Dr. Aeck Romez

Character Name: Aeckinski (Pronounced "AY-Kin-Skee") A. Romez
Aliases: Dr. Aeck, Dr. Romez, Aeck, The Overseer, totally radical bamf
Played By: MeesturFroggy
Job History: Previously a Pharmacist working at ███ ████████ in █████████, ██. Was fired after accidentally filling a customer's prescription with near-lethal doses of [REDACTED]. dude, it's not like i could have helped him anyways. let's hope rehab is working out for him.
Position: Overseer fancy for "that guy who looks at the cameras all day long" of Site-19.
Description: 43 years old. Around 5'8", average build. Caucasian. Unkempt, dirty grey hair with rough stubble around chin. Solid green eyes. Generally straggly appearance with greasy clothes, always wears a pair of cracked aviator sunglasses he's had since day one. Occasionally wears hollowed-out televisions lined in tin foil, which he claims to [REDACTED]. i don't want the government stealing my thoughts anytime soon, goddammit.
Background & Information: A mysterious man hired by the foundation to keep watch of Site-19 after Dr. ████ introduced him to higher authorities. Claims to have lived a "past life", filled with adventure and friendship that ended tragically somehow, and that he was the end result of "[REDACTED]'s Human Biotics Stem Cell Incident #4557". Amnesiacs administered to combat false memories have failed as he still continues to scream verbal diarrhea about "Slaying giant snakes with his old buddy, Canti". dude, canticiao was a badass. Proficient with electronics and prefers to repair broken or damaged video cameras himself, blindly meandering into the containment cells of SCPs multiple times without further permission. A set of general guidelines when interacting with Aeckinski has been established, and goes as following: wow. fucking really?

* Do not give Aeckinski televisions.
* Do not give Aeckinski access keycards above Level-03.
* Do not mention the name "Scarlet" around Aeckinski, in any form, be it the name or the color.
* Do not feed Aeckinski gelatin.
* Do not mention the names of any songs performed by the bands "Faith No More" and "Mr. Bungle" to Aeckinski.
* Do not let Aeckinski around the dressers of female foundation personnel.
* Do not let Aeckinski near SCP-261.
* Do not let Aeckinski near SCP-280 if Aeckinski possesses any form of lighting implement.
* Do not let Aeckinski near Dr. Rights. it's not MY fault she has a nice ass
* Do not allow Aeckinski in small rooms with any female foundation personnel.
* Do not let Aeckinski near any containment chamber that does not have a video camera already installed.
* Do not let Aeckinski edit any page whatsoever on the facility website. dumbfucks should have known by now. the password to the website is █████████████████████████, anyways.
* Do not deny any of what Aeckinski is saying even if it is absolutely, positively false. they're lying. they're fuckin' lying.

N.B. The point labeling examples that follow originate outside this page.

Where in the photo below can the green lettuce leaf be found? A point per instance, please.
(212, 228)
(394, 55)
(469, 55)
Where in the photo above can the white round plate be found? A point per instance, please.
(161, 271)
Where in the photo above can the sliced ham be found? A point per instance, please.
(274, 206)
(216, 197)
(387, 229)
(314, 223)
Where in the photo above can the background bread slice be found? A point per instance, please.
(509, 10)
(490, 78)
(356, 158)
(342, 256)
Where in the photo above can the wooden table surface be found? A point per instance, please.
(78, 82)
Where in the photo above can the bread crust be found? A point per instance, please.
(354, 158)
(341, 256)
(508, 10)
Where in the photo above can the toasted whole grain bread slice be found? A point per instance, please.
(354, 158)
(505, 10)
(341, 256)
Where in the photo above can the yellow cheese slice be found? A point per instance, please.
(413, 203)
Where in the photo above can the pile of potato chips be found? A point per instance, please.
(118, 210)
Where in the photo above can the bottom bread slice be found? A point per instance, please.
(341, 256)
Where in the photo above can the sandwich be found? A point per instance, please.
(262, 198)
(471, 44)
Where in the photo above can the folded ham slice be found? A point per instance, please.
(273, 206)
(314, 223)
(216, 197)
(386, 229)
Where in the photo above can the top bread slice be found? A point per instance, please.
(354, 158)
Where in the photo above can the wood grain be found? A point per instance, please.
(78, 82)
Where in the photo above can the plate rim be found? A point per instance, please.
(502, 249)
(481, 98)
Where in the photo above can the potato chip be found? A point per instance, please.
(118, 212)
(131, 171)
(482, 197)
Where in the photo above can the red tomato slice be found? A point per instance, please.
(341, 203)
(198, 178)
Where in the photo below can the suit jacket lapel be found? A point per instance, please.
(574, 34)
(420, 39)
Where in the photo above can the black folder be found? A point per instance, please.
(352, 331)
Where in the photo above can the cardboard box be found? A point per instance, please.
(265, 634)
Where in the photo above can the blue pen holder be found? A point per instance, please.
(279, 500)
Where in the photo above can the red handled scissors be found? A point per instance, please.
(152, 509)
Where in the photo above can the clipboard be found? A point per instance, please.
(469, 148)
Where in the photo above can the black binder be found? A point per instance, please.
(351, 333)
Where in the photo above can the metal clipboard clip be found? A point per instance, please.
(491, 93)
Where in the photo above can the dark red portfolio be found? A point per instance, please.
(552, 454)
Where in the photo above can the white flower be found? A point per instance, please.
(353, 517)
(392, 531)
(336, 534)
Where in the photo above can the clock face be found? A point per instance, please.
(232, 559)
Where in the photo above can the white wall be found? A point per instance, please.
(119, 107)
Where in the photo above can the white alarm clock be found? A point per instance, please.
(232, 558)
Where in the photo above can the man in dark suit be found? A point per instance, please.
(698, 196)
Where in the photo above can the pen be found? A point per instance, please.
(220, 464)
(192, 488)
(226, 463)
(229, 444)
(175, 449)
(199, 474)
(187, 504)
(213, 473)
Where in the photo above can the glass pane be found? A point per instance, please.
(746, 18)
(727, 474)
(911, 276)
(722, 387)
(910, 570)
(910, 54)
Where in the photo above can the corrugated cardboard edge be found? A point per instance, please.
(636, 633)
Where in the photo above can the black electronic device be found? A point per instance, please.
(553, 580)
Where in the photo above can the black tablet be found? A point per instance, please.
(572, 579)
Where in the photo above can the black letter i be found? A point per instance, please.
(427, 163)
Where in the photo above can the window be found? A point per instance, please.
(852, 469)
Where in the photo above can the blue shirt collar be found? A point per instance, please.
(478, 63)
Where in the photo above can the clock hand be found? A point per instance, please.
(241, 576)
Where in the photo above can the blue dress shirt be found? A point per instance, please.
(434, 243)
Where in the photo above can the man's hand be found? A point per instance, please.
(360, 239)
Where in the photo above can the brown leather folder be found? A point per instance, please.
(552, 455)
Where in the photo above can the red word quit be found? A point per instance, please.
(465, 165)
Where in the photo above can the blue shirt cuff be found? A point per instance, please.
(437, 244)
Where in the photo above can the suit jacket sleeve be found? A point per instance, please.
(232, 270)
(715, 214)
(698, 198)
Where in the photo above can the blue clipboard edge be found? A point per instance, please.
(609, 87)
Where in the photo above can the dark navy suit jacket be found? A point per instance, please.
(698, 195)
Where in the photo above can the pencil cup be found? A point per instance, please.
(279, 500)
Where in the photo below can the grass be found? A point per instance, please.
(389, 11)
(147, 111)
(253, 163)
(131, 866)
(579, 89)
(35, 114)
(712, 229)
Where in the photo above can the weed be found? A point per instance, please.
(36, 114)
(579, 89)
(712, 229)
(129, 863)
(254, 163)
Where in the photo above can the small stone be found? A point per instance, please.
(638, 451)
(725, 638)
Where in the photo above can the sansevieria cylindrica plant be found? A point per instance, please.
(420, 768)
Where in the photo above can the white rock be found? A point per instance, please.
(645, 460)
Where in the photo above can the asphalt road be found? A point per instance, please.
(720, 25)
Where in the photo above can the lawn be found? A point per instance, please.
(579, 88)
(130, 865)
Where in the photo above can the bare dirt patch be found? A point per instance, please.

Failure to comply to the guidelines will not result in punishment, but may result in severe consequences based on the situation. but i'm really, really sure you wouldn't like what i would do if you fucks didn't comply Aeckinski currently lives in Site-19's overwatch room and refuses to live anywhere else, as he has already set up a rudimentary living quarters inside it my crib is pimpin as shit, yo. and someday wishes to start his own local pharmacy in the city of ██████████, ██.

Addendum #1: As of 2/6/2014, Dr. Aeckinski A. Romez has been fired from the foundation and detained to the ██████████ ██████ Correctional Facility, situated in ██████████. to this day, he still hates the foundation. fuck you, dr. bright.

Alright, which one of you fuckers thought it was a good idea to give him the password? -Dr. ████
i made compromises with 079 again, okay??